The most aggressive general manager in Major League Baseball history made the huge deals every fanbase wishes their GM would make. In less than 48 hours, he energized a mostly dull MLB trade deadline and made the San Diego Padres a legit contender. No one in the sport creates excitement the way Preller does. Quite simply, he makes baseball fun.

In a span of two days, Preller acquired Josh Hader, Juan Soto, Josh Bell and Brandon Drury, fundamentally remaking the Padres' lineup and securing the back of their shaky bullpen. It was a stunning flurry of acquisitions, something that has become a Preller trademark over the years.

Preller is a quiet guy, who looks completely out of place when he has to put on a collared shirt or a sport jacket for a press conference. He has awkward posture and not what you picture a high-powered executive to be. But the man is an absolute killer when it comes to acquiring talent.

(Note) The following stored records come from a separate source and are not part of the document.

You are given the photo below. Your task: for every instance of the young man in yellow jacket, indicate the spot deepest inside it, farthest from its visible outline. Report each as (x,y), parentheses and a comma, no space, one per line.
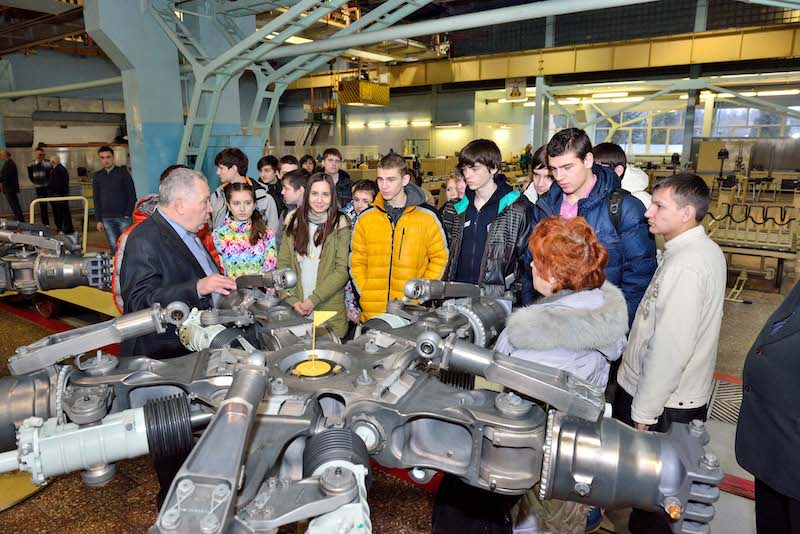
(398,238)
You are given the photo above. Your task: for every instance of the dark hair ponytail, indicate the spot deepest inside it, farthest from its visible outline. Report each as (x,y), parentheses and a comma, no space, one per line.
(258,228)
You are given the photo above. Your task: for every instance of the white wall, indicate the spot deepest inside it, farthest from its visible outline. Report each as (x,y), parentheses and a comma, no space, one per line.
(74,133)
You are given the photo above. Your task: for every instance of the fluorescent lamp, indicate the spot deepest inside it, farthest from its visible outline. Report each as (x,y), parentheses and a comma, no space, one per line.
(610,95)
(784,92)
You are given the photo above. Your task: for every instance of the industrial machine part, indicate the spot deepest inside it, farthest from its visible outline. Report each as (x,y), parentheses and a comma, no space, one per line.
(31,260)
(280,445)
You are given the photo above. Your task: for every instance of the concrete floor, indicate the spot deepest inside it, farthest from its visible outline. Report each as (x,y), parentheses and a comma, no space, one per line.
(128,503)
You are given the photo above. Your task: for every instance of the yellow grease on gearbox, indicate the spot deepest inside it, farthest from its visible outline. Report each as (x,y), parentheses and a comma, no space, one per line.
(313,368)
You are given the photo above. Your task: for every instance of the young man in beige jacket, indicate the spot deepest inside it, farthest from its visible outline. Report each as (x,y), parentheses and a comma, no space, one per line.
(667,368)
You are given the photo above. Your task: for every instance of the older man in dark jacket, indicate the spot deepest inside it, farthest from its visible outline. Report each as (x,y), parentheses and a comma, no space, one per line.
(584,189)
(59,187)
(9,183)
(165,261)
(768,433)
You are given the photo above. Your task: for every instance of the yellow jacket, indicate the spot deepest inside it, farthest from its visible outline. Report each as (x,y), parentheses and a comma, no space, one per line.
(384,256)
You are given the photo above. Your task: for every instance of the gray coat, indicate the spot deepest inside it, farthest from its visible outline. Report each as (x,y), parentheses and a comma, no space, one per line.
(580,332)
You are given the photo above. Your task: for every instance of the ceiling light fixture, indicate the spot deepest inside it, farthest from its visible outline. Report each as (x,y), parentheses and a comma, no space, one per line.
(784,92)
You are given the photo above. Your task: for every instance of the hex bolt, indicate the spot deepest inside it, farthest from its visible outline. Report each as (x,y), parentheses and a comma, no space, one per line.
(696,427)
(209,524)
(582,488)
(673,507)
(185,487)
(710,460)
(171,519)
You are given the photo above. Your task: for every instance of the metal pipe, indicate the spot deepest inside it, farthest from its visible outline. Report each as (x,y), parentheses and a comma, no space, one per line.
(102,82)
(459,22)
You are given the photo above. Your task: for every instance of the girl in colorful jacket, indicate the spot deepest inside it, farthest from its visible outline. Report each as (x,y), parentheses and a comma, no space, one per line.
(244,243)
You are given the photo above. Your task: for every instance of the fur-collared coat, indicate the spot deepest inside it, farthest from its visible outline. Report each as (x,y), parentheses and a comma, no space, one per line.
(580,332)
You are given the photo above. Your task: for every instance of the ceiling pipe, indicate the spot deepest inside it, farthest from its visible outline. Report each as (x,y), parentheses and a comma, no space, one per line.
(458,22)
(102,82)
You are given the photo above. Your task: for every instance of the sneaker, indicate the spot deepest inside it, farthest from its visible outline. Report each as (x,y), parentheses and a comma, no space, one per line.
(593,519)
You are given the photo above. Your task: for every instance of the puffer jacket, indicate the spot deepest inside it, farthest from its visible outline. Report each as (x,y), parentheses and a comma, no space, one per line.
(332,274)
(579,332)
(631,253)
(501,267)
(145,207)
(385,255)
(635,180)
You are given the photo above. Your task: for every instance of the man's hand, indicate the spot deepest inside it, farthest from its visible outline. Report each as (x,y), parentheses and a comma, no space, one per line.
(215,283)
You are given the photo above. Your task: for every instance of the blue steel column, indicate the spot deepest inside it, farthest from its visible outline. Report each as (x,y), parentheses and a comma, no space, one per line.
(227,129)
(148,61)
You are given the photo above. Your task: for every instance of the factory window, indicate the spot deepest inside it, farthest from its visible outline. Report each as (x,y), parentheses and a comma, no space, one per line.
(752,122)
(640,132)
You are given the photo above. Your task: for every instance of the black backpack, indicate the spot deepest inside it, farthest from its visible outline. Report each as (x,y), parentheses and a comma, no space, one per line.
(615,199)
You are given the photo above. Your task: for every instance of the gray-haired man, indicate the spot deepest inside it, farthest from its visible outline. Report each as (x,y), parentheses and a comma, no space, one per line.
(166,261)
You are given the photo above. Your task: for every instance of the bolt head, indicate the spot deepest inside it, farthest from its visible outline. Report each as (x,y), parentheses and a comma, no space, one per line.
(582,489)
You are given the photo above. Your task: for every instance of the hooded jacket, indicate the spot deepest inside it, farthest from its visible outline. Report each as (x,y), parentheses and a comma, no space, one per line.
(635,181)
(145,207)
(331,276)
(579,332)
(631,253)
(506,241)
(386,254)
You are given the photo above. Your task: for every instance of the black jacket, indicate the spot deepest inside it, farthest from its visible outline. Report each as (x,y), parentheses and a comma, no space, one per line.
(768,434)
(631,251)
(500,266)
(39,172)
(344,189)
(59,181)
(158,267)
(9,177)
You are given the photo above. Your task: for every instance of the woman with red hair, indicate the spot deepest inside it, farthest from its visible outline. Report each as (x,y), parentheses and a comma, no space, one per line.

Since the end of the 2019 season, Preller has swung trades that netted the Padres Jake Cronenworth, Mike Clevinger, Yu Darvish, Blake Snell, Joe Musgrove, Austin Nola, Trent Grisham, Sean Manaea, Jorge Alfaro, Hader, Soto, Bell and Drury. That's seven All-Stars and a few other important pieces. He also lured Manny Machado to San Diego before the 2019 season, gave Musgrove a $100 million contract extension and locked Fernando Tatis Jr. up for 14 years. Perhaps equally important, he hired manager Bob Melvin away from the Oakland A's. That's the kind of stuff you can't even pull off in a video game. He acts the way fans say they would if they were GM of their favorite team.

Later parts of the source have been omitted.